Rate-dependent hardening model for pure titanium considering the effect of deformation twinning

Abstract

This paper is concerned with the strain hardening behavior of commercially pure titanium for a wide range of strain rates. Pure titanium has been described as having three stages of strain hardening behavior during compressive deformation. The stress-strain curve of pure titanium can be divided into three stages according to the strain hardening rate, and the strain hardening rate can be determined by the slope of the stress-strain curve. In the first stage, the strain hardening rate decreases as deformation continues due to dynamic recovery. The strain hardening rate shows a trend similar to general industrial metals. In the second stage, however, the strain hardening rate begins to increase as deformation continues. Following the second stage, the strain hardening rate decreases again in the third stage. Many researchers have determined that a sudden increase in the strain hardening rate in the second stage is caused by the generation of deformation twins, and the strain hardening behavior of pure titanium is influenced by the tendency of twin generation and evolution. In this paper, the effect of deformation twinning on the strain hardening behavior of pure titanium is investigated using OIM (Orientation Imaging Microscopy) analyses.
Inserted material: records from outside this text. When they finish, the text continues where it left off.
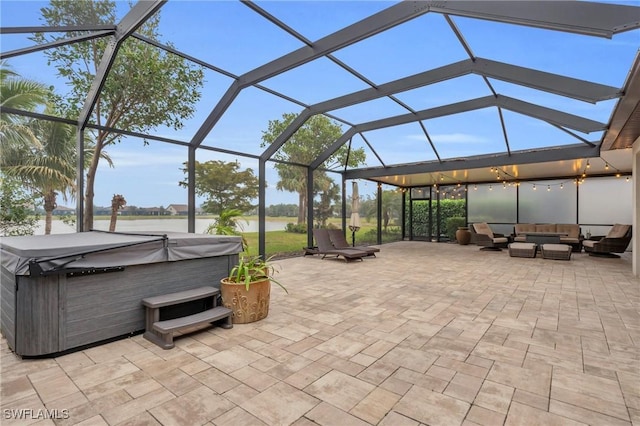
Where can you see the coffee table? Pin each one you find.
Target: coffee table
(544, 237)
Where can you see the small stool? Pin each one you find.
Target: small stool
(556, 251)
(522, 249)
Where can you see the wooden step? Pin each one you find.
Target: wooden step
(180, 297)
(211, 315)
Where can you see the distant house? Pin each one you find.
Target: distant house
(154, 211)
(62, 210)
(181, 209)
(101, 211)
(178, 209)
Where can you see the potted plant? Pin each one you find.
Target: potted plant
(247, 289)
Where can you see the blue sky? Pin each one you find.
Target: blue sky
(229, 35)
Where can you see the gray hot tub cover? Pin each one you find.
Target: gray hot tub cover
(97, 249)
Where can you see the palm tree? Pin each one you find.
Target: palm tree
(228, 224)
(23, 94)
(48, 168)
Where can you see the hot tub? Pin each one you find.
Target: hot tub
(60, 292)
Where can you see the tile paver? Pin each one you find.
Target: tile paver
(468, 337)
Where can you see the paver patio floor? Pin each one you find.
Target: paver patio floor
(432, 334)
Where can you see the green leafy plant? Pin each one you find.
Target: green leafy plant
(453, 223)
(254, 268)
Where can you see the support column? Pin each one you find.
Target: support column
(309, 207)
(262, 221)
(80, 180)
(636, 208)
(379, 196)
(191, 190)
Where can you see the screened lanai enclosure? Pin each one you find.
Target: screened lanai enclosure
(525, 111)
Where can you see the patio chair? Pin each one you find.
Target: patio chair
(616, 241)
(340, 241)
(482, 235)
(326, 248)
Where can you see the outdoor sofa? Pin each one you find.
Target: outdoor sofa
(573, 233)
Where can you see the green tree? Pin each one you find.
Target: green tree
(146, 87)
(47, 168)
(311, 140)
(18, 93)
(224, 185)
(16, 208)
(391, 208)
(228, 223)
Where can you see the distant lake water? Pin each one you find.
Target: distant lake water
(161, 225)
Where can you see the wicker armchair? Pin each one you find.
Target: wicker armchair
(482, 235)
(616, 241)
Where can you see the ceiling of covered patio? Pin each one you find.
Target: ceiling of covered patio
(476, 91)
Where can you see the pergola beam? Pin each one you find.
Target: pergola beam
(593, 19)
(570, 152)
(138, 14)
(381, 21)
(548, 82)
(57, 43)
(546, 114)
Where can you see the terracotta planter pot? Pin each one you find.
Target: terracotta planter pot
(247, 306)
(463, 235)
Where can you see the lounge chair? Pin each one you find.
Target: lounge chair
(482, 235)
(326, 248)
(340, 241)
(616, 241)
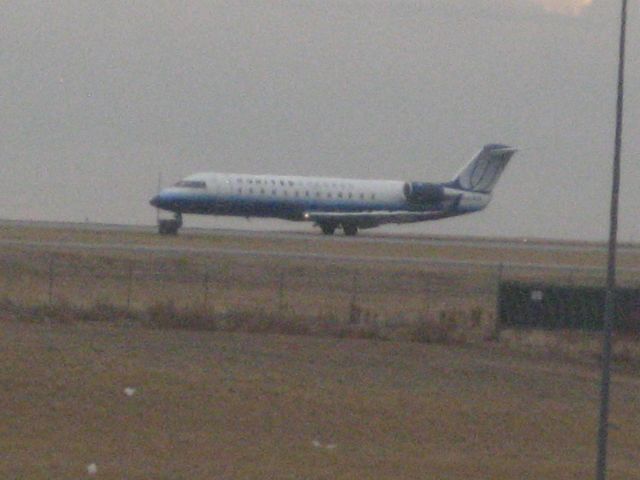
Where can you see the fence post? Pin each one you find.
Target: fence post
(281, 279)
(354, 310)
(129, 285)
(205, 290)
(51, 280)
(498, 326)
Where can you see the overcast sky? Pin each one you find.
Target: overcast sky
(97, 97)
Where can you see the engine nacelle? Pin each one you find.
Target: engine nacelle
(419, 192)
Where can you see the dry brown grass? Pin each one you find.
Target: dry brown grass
(213, 405)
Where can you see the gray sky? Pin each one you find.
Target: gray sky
(99, 96)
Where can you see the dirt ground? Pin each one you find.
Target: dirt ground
(240, 406)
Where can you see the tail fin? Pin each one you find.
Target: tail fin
(482, 173)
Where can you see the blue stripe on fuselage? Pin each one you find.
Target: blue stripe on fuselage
(268, 206)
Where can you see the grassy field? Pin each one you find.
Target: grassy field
(210, 280)
(227, 406)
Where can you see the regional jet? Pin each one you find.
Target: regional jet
(332, 203)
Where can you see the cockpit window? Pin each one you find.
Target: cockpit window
(191, 184)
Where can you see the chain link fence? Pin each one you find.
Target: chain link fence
(386, 291)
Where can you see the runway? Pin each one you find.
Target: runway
(365, 236)
(312, 246)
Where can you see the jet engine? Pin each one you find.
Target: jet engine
(419, 192)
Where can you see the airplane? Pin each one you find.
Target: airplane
(332, 203)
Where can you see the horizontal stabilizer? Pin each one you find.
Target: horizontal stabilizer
(483, 172)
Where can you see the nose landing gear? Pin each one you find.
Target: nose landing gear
(170, 226)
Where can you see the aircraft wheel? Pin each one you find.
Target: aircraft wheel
(328, 228)
(168, 227)
(350, 230)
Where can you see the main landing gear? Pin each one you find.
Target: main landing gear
(330, 228)
(350, 230)
(170, 226)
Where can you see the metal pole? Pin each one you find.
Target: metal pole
(610, 300)
(205, 285)
(51, 280)
(281, 292)
(129, 286)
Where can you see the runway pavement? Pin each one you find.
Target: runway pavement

EBSD (Electron Backscatter Diffraction) analyses are conducted to quantitatively observe the generation and evolution of deformation twins. The strain rate effect on the strain hardening is also investigated. Both tensile and compressive tests are conducted at strain rates ranging from 0.001/s to 10/s, and the effect of the strain rate on the three stages of the strain hardening behavior is quantified by observing the micro-structures of deformed specimens at the various strain rates. A novel rate-dependent hardening model is proposed by keeping trace of deformation twins with increase in the compressive strain, which induces the variation of the strain hardening rate. The proposed model is defined with a function of the plastic strain and the strain rate based on OIM results in terms of twin volume fraction and grain size distribution. The three stages of strain hardening behavior of titanium for a wide range of strain rates can be represented by one equation, and this equation can provide useful and simple way that can be applied to the numerical analysis.